Susan thought about it. “Someone named Roger phoned her in the car, before we arrived at my hotel.”
“I read that in your statement.”
“Maybe he was going to take the counterfeit money off her hands. With her boyfriend dead she’d need to do something.”
“You don’t just get a friend to deal in counterfeit.”
“Maybe it’s the same friend who was selling her pot. He might have been interested.”
“Roger?”
“Roger,” Susan agreed. “When she made the call from my hotel room she sounded a bit frightened of him. And she’d had other messages from him earlier. Maybe she was afraid he’d kill her for those counterfeit hundreds. Maybe he did kill her, but I’m damned if I know how.”
Susan still didn’t have a car of her own, and after Dullea left her off at the hotel she asked the room clerk where she could rent one. He directed her to a place just a few blocks away. As she was turning from the desk another thought struck her. “Do you keep a record of guests’ outgoing phone calls, with the numbers called?”
“Yes, ma’am, we do.”
“Could I see mine, please? I’ve mislaid a local number that I need.”

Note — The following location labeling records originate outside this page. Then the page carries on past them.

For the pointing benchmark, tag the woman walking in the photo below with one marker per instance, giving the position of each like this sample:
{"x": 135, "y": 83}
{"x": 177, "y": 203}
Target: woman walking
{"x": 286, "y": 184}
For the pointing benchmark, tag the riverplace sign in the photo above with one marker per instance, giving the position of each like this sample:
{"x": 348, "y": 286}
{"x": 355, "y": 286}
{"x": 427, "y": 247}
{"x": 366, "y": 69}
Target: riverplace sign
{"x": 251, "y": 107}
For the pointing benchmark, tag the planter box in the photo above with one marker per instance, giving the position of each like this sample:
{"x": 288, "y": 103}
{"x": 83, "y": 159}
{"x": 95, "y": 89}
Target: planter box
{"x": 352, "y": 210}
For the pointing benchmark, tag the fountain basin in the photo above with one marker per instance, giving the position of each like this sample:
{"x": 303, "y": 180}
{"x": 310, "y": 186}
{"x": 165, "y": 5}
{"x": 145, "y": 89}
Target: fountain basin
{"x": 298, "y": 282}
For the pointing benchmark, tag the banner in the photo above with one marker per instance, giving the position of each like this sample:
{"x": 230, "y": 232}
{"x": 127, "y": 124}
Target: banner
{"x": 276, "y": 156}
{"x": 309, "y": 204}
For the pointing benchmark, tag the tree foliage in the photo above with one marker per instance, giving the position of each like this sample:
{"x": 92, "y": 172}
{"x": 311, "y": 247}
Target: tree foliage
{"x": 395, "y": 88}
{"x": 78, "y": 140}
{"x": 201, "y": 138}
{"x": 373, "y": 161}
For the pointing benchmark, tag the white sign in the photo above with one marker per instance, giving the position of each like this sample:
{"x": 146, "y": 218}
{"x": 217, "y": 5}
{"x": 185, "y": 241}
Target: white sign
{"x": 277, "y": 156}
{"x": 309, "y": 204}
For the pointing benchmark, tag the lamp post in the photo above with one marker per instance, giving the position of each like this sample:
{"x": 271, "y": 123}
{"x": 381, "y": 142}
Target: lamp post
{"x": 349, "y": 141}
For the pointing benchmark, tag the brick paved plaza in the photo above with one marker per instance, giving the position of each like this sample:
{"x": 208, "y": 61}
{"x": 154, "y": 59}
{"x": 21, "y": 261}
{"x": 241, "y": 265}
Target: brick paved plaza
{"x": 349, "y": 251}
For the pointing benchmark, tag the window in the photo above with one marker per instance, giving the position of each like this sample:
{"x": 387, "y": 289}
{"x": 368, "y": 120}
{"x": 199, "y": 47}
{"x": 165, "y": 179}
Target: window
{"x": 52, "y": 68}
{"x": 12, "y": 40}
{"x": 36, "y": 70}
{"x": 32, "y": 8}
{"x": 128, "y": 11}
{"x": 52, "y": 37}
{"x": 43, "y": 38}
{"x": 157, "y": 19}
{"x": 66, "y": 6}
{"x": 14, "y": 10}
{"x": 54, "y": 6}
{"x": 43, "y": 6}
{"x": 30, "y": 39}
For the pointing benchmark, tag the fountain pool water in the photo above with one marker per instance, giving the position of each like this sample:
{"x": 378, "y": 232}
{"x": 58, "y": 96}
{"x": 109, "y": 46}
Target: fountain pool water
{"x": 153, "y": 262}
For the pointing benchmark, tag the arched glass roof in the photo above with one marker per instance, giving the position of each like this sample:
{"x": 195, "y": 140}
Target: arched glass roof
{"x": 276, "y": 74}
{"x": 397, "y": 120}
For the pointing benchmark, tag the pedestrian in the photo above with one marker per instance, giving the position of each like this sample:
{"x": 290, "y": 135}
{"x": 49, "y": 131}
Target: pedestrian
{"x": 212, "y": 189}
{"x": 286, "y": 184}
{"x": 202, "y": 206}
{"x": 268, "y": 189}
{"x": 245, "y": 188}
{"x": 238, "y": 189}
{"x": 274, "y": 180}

He brought it up on the computer and jotted it down for her. “This is the only call from your room.”
Susan glanced at it, a bit puzzled. “Yes, that’s the one. Thank you.” Dullea had told her that Betty Quint phoned Mayfield’s from her room, but the number at Mayfield’s new store ended in 6700. This number ended in 6743. Susan went up to her room and dialed it.
A woman’s voice answered with, “Store promotions.”
“Whose office is this?” she asked.
“I – it was Betty Quint’s office.”
“Sadie? Is this Sadie Shepherd?”
“Yes. Betty is-”
“I know. This is Susan Holt.”
“Oh! Miss Holt!”
Susan made a snap decision. “I’d like to speak with you after work today. Could we have a drink together?”
“I don’t know. I’m busy tonight.”
“I have to rent a car. What time do you finish up?”
“Usually five, but until the opening I can pretty much leave any time. Since Miss Quint’s death-”
“I’ll pick you up at five, Sadie. If you don’t want to go anywhere we can talk in the car.”
She was outside the store in a new Chevy when the young woman emerged, exactly on the hour. Sadie heard her beep the horn and headed over to join her in the front seat. “It’s good to see you again, Miss Holt. That was terrible news about poor Betty.”